Somos um paradoxo: hoje em dia estamos há 50 anos. Na melhor das hipóteses.
O Brasil, de lá para cá, melhorou? O bem-estar na vida urbana das famílias que já o tinham, àquela altura, é hoje maior nas capitais e grandes cidades brasileiras? Maior parcela da população passou a desfrutar de bem-estar, assistência pública, maior oportunidade e direito de ascensão econômica e social?
Se a resposta negativa se explicasse por falta de aspirações e de empenho da população, toda expressão de desencanto e cansaço não seria mais do que parte, ela mesma, do estado geral. Mas, se a população sobrevive de trabalho e apesar das adversidades criadas pelo Estado sob controle e proveito de uma parcela infinitesimal de pessoas, olhar em volta, para cima ou para baixo só pode provocar desencanto, cansaço e desesperança.
Meio século - e a atual crise de energia é muito, muito mais grave na dimensão e nos efeitos previstos do que há 50 anos. "FH põe a culpa da crise energética nas chuvas", uma das manchetes do último 19 de maio, seguimento apropriado desta outra: "FHC diz que foi surpreendido pela crise de energia". Então Fernando Henrique não sabe que em 99 criou o Plano Emergencial de Energia, como resultado de constatações quase intermináveis de que se avizinhara muito a crise esperada desde muito? Sabe. Como sabe que seu governo cortou pela metade os recursos que se destinavam a ampliar a geração e a distribuição de energia, e que por isso mesmo o Plano Emergencial não teve vez.
A crise de energia não é só uma crise de energia: é a demonstração definitiva de que o Brasil se torna caso perdido pela leviandade com que é conduzido ao correr do tempo. As características, sem precedentes, da atual crise de energia correspondem à leviandade sem precedentes que a permitiu.
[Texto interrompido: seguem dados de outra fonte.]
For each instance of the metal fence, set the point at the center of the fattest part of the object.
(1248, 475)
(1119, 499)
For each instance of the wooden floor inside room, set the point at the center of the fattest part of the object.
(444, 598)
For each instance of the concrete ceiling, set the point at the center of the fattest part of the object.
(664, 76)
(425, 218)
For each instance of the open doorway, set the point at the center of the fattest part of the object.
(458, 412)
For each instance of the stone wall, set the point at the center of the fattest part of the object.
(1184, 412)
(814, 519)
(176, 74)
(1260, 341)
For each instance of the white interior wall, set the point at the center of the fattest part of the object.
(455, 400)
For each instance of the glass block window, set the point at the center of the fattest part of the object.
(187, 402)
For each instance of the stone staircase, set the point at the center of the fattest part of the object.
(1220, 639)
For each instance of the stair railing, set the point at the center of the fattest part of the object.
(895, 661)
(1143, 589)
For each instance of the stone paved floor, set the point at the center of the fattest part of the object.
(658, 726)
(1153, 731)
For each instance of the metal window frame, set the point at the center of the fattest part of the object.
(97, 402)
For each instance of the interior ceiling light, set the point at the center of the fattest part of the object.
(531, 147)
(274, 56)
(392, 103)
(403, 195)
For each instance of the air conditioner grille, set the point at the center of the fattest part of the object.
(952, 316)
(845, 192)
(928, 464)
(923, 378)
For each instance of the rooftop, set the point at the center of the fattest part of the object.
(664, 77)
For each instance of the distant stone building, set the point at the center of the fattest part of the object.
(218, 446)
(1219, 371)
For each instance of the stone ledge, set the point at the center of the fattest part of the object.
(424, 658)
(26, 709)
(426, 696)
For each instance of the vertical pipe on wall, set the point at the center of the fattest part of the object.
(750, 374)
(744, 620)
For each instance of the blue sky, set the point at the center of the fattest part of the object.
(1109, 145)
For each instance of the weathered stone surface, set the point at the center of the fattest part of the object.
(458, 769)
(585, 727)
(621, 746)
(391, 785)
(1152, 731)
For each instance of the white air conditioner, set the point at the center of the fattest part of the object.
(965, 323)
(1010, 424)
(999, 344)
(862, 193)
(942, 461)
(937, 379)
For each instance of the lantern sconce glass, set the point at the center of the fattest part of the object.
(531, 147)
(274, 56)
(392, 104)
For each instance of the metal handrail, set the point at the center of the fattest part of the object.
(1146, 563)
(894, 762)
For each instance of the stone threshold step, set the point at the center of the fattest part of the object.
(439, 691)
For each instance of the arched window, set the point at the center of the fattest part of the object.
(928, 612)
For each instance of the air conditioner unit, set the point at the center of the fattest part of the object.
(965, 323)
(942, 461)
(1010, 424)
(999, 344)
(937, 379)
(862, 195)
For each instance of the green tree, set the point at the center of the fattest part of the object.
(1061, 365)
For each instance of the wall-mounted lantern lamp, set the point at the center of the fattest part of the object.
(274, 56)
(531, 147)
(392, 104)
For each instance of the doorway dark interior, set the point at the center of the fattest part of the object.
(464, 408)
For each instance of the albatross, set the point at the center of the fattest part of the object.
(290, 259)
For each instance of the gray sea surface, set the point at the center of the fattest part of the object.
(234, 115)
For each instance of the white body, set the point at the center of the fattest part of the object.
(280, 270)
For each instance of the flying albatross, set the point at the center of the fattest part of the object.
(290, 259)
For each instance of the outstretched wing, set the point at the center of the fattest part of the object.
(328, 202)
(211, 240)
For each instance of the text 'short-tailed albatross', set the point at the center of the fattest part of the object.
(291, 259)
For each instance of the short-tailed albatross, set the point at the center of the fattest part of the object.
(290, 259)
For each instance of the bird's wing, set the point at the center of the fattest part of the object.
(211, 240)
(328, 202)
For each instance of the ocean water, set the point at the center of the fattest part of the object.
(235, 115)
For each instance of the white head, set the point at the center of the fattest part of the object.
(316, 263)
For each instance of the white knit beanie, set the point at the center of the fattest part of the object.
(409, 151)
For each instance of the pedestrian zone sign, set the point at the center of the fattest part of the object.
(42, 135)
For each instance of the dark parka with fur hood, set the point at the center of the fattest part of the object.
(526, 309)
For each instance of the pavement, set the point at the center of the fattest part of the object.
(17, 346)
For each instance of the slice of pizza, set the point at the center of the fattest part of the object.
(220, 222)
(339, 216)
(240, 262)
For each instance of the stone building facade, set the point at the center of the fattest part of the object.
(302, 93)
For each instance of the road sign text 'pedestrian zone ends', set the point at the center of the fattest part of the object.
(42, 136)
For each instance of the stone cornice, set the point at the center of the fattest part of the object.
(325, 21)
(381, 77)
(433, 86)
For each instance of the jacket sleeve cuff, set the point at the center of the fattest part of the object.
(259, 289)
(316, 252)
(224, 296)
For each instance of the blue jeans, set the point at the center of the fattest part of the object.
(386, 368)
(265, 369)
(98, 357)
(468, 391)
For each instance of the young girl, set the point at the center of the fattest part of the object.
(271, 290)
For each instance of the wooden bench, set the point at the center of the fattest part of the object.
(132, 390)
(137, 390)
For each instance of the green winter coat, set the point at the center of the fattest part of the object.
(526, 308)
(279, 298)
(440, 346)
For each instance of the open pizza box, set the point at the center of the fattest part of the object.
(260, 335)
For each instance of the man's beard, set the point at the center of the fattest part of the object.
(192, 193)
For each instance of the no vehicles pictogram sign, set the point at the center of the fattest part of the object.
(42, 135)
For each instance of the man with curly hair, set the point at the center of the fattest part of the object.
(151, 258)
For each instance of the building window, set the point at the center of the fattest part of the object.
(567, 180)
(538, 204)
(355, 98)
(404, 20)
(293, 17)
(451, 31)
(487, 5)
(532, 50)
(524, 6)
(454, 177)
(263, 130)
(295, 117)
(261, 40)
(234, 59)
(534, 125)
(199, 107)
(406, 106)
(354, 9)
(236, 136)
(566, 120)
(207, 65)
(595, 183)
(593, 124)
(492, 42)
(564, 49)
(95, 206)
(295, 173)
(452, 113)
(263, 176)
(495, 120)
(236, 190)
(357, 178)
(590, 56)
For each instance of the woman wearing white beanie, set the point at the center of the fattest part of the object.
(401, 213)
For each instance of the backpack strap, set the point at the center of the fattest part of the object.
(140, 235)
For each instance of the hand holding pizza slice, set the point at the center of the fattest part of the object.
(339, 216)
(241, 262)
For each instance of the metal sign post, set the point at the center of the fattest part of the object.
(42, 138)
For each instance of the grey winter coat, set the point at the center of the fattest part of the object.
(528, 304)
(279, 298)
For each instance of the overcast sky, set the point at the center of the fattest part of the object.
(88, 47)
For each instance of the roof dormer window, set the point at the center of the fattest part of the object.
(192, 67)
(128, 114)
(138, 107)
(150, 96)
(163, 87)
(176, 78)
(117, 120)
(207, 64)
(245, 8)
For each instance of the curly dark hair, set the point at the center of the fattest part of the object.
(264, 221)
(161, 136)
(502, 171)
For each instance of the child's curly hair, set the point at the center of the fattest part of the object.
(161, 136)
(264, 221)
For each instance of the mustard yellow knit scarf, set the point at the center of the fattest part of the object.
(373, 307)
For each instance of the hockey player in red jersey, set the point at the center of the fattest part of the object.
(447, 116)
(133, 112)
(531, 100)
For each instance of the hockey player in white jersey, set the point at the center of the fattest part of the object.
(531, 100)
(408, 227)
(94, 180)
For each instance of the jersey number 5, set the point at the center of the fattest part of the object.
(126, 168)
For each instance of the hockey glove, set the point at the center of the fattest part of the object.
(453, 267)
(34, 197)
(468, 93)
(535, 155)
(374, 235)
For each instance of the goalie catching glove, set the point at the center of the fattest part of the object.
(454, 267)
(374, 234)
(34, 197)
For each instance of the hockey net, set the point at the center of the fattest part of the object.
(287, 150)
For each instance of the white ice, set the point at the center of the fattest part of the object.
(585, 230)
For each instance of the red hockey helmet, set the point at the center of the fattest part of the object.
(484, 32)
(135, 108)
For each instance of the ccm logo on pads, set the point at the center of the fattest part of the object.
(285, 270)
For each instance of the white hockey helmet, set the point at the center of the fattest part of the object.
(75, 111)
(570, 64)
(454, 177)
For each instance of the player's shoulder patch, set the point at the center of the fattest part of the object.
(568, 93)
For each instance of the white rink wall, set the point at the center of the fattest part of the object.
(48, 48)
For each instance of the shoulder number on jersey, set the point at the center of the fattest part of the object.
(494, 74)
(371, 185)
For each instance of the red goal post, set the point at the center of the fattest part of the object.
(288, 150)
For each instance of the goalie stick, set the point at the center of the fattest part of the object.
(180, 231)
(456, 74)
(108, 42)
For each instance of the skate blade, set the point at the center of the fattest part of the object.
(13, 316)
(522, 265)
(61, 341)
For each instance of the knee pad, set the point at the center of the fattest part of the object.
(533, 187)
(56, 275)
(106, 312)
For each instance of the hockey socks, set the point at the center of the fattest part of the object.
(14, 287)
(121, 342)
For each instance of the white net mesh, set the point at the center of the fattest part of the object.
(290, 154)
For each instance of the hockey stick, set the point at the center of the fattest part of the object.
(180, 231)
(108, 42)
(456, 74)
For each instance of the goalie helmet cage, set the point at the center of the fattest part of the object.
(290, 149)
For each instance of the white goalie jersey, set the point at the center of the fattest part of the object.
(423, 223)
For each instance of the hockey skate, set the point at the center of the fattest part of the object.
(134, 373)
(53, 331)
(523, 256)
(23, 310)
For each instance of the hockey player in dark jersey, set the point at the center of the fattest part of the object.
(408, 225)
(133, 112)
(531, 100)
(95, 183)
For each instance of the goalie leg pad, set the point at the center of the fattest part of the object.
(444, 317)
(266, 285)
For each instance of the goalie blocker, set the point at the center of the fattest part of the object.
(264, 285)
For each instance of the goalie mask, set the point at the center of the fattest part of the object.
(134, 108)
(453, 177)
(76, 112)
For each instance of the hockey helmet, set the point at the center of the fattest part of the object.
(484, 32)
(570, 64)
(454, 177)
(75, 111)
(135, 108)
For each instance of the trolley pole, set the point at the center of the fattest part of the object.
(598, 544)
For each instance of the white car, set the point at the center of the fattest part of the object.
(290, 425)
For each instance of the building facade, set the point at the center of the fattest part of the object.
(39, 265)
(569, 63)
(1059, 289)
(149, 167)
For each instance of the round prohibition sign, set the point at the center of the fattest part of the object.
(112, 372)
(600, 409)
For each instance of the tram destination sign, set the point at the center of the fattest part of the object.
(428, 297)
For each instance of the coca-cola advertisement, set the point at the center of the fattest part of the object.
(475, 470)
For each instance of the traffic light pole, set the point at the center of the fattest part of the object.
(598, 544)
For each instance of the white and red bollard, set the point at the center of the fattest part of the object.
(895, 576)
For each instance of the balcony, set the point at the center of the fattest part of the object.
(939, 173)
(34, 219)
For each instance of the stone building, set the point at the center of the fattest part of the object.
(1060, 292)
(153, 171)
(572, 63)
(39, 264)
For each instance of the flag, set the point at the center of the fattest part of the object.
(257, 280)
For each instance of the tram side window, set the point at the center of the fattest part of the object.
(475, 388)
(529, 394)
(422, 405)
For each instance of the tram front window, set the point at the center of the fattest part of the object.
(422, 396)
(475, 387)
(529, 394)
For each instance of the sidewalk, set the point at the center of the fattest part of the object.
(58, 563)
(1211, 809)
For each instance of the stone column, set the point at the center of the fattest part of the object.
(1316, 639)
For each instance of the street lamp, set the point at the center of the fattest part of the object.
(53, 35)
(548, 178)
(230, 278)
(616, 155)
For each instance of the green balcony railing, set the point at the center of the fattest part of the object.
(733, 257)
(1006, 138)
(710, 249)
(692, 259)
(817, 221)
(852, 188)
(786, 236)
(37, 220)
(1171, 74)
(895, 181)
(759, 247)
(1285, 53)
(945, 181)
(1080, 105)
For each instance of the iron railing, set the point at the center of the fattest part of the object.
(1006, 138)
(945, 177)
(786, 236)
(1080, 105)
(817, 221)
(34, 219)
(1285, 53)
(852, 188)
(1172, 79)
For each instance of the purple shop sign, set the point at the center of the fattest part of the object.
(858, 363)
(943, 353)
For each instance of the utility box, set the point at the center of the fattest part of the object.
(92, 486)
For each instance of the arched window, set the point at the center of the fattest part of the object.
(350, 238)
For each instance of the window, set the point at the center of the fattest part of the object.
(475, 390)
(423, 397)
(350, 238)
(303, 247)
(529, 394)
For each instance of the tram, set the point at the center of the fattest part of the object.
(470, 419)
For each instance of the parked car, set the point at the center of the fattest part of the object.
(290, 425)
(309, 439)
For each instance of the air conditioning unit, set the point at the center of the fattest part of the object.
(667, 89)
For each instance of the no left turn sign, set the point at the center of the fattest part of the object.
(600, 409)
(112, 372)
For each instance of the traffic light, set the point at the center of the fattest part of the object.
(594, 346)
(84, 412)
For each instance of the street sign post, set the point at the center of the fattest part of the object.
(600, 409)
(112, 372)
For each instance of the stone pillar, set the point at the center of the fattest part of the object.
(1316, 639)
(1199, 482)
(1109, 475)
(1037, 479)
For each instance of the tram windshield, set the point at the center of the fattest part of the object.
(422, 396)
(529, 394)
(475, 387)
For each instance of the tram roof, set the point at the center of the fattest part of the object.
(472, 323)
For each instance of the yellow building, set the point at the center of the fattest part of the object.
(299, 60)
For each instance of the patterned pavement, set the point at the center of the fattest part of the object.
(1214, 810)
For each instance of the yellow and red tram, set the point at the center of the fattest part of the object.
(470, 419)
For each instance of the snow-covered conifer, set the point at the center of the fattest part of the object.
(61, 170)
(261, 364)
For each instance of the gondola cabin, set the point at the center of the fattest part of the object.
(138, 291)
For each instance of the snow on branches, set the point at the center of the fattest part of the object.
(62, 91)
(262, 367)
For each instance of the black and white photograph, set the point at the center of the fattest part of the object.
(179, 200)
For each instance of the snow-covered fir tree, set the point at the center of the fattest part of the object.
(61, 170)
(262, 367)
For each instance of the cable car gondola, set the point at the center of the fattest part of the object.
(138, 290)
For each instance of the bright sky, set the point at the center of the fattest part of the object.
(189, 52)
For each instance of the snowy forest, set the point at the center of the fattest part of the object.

Tudo muito bem aceito. Senão vejamos o que o prolífico teórico filosófico do fernandismo, José Arthur Giannotti, tão enfático que ocupou toda a página política do insuspeito "O Globo" de 13 de maio: "Não importa se é moral ou não liberar emendas ao Orçamento para convencer congressistas. Moral e política não andam juntas". (...) "O presidente Fernando Henrique não tinha outra opção para enterrar a CPI da corrupção", devendo nós todos aprendermos que "o universo político permite e tolera uma certa imoralidade". À primeiro vista, não é só o universo político, não.
Mas, deixemos esses universos, ou teremos que entrar, antes da hora, na penetração da imoralidade e da "amoralidade" no jornalismo, pelas mãos de jornalistas que vão se endinheirando, e se tornando subfilósofos da "modernidade", com a exploração comercial do que deveria ser apenas o segmento temático do setor jornalístico em que transitam. Importantes, neste momento, são coisas como a repetição do desespero faminto que atinge de bebês aos mais idosos na área da seca, onde a fome criou, na excelente expressão da repórter Catia Seabra, "a guerra entre miseráveis e famintos", estes saqueando aqueles.
Fernando Henrique agiu depressa e criou o "ministério da seca", entregue a um ministro cuja providência mais importante, até agora, foi adiar as primeiras providências importantes por mais 15 dias. Problemas de verbas, talvez. E, nesse caso, de coerência em excesso. Transcrevo outro repórter, André Soliani: "O governo federal deixou de investir [no ano passado" mais da metade do dinheiro destinado no Orçamento da União a três programas básicos de combate à seca".
Se o racionamento, se a fome na seca, se o dinheiro público para intervir e "enterrar" ações no Congresso, se isso e o demais que se sabe não forem crimes contra o país e contra a população, então não existiria crime de espécie alguma contra uma população e um país. Mas nem por isso torna mais tolerável viver como testemunha disso tudo.